Unfortunately that isn't possible either due to the way the IPS's work (remember there's 2 as well). The IPS has sets of interface pairs and you have to have traffic ingress via one and egress via the other. It's bi-directional but has to pass through the pairs. They have close-open failure kits that can become a physical pass-through in the event of the IPS dying, and the IPS actually is invisible to layer 2 and beyond. 

 

The extra complication comes from the way we connect the IPS ingress and egress to the same switch and use VLAN translation to create a bridge via the IPS. We used to do this on a 6509 but had a lot of issues with bpdu's given we were effectively looping back on the switch (since the IPS is invisible).

---

Okay, then does IPS pass through the LACP PDU?

If yes then You can enable LACP on EX interfaces connected to IPSes and have a EX 1-member LAG "looped" via one IPS, and 2nd EX 1-member LAG "looped" via 2nd IPS.

LACP PDU will serve as sort of "probes" through IPS, and once IPS stops passing them through, then corresponding AE interfaces on EX will go down, triggering failover to 2nd IPS.

HTH

Thanks

Alex 

That's brilliant. I'll see if I can get it tested in the lab. We had someone workong on a script to watch port status and shut down/activate ports depending, but this is much cleaner.
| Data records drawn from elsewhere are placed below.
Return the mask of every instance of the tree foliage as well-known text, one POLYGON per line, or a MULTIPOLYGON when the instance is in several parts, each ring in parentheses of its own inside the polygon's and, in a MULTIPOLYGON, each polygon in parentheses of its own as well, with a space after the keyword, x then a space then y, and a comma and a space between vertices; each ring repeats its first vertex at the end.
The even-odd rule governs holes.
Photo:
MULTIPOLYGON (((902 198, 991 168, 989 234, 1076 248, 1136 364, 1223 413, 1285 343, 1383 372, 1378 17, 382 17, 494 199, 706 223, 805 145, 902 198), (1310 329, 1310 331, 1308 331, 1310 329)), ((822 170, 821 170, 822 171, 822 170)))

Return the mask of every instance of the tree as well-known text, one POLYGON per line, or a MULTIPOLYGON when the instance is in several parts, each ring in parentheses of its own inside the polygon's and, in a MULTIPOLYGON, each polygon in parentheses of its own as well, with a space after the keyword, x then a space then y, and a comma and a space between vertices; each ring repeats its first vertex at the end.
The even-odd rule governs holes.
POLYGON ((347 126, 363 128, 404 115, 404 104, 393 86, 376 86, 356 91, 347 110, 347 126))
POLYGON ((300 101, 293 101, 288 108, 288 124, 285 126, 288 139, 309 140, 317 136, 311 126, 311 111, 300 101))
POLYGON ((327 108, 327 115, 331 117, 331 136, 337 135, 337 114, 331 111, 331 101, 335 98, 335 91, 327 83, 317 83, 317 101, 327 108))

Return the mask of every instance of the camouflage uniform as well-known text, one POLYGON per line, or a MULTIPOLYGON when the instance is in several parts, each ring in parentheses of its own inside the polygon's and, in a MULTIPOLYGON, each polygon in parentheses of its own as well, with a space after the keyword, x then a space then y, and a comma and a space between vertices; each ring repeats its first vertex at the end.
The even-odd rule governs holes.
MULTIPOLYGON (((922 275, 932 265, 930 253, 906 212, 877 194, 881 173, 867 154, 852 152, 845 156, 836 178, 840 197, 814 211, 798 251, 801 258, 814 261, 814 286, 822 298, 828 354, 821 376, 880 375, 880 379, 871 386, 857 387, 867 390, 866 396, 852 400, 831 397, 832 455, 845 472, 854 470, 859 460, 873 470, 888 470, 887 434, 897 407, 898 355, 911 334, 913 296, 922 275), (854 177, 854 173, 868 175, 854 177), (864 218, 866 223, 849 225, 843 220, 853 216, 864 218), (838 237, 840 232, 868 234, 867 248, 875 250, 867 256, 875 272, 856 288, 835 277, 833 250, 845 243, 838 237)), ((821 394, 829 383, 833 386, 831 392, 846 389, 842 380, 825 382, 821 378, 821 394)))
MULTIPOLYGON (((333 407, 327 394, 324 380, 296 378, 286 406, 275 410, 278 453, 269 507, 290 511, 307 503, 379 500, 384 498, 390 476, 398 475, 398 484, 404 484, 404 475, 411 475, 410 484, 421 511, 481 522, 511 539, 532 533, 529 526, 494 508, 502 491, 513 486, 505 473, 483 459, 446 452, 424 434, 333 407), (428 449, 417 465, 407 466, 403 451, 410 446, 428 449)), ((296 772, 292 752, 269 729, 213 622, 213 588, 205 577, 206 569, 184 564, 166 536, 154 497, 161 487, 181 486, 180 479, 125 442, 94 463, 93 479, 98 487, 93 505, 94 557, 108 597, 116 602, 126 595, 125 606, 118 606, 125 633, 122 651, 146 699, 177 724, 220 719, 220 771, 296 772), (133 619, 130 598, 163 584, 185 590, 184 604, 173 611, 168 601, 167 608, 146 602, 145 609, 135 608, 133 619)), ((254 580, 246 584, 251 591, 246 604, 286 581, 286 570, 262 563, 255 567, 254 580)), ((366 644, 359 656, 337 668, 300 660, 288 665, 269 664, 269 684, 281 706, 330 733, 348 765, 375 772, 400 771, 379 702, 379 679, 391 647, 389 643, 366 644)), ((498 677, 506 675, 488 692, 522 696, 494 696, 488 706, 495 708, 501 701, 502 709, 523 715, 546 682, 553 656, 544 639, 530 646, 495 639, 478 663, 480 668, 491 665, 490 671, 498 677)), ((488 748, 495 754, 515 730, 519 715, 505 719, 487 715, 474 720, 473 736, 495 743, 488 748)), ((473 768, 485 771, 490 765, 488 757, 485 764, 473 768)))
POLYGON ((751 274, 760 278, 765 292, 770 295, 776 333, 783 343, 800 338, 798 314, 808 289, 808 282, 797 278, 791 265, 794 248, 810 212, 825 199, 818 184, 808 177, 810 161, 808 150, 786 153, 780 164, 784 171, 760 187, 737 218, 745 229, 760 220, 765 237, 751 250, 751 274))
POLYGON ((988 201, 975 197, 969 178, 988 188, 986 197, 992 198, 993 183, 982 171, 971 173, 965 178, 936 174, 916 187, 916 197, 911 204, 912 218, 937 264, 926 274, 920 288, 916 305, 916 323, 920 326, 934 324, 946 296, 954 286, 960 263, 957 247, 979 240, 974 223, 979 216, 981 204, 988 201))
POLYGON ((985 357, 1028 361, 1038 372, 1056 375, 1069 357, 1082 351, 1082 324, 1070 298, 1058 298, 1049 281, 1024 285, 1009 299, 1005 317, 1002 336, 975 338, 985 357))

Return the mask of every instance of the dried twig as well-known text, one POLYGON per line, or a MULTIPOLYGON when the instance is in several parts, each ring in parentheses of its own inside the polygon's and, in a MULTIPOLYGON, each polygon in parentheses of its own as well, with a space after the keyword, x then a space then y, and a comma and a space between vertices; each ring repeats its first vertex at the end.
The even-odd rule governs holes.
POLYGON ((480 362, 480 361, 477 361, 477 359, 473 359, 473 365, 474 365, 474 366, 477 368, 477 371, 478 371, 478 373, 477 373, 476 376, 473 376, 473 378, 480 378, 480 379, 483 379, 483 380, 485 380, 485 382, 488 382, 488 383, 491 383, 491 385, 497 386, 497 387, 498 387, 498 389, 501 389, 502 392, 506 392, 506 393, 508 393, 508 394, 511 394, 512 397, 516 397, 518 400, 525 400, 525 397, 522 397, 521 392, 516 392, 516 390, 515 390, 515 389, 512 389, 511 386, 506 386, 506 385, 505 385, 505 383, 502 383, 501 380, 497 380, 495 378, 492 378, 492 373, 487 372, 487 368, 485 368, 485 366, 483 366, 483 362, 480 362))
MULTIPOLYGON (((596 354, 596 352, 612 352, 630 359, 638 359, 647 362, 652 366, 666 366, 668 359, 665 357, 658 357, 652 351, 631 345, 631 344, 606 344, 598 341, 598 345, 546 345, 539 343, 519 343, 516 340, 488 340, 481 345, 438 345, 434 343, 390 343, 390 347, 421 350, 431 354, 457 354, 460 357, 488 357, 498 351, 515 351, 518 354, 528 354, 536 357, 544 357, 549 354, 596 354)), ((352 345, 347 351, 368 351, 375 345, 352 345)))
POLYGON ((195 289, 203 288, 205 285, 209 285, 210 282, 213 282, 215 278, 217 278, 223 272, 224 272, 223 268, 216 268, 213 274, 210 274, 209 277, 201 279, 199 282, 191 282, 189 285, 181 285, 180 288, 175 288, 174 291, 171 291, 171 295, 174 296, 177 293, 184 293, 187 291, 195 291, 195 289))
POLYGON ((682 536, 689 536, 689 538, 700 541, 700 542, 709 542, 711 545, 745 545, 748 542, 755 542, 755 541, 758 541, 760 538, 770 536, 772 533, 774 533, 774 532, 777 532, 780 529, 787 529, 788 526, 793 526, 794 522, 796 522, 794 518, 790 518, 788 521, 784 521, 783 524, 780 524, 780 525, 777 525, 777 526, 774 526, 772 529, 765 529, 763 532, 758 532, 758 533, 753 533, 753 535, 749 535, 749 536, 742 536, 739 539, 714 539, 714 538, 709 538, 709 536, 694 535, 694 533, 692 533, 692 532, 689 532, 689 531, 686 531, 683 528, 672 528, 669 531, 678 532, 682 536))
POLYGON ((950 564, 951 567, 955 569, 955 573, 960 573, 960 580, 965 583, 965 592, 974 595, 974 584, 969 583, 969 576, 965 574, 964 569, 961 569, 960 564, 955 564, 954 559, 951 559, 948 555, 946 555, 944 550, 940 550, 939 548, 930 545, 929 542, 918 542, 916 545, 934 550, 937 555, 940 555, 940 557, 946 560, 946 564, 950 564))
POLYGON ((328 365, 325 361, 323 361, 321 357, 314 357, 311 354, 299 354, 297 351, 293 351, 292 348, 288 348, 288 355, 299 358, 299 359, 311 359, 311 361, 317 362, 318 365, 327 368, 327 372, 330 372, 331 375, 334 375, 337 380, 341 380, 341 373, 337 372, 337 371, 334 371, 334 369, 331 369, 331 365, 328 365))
Got it working with LACP + added Link Protection since it was a requirement that only one IPS at a time was the designated active sensor.

With non-revetive link protection I can ensure that in the event of a link failure it'll swap to the standby unit and stay there until the config is switched back to "revertive" temporarily in order to swap to the initial unit.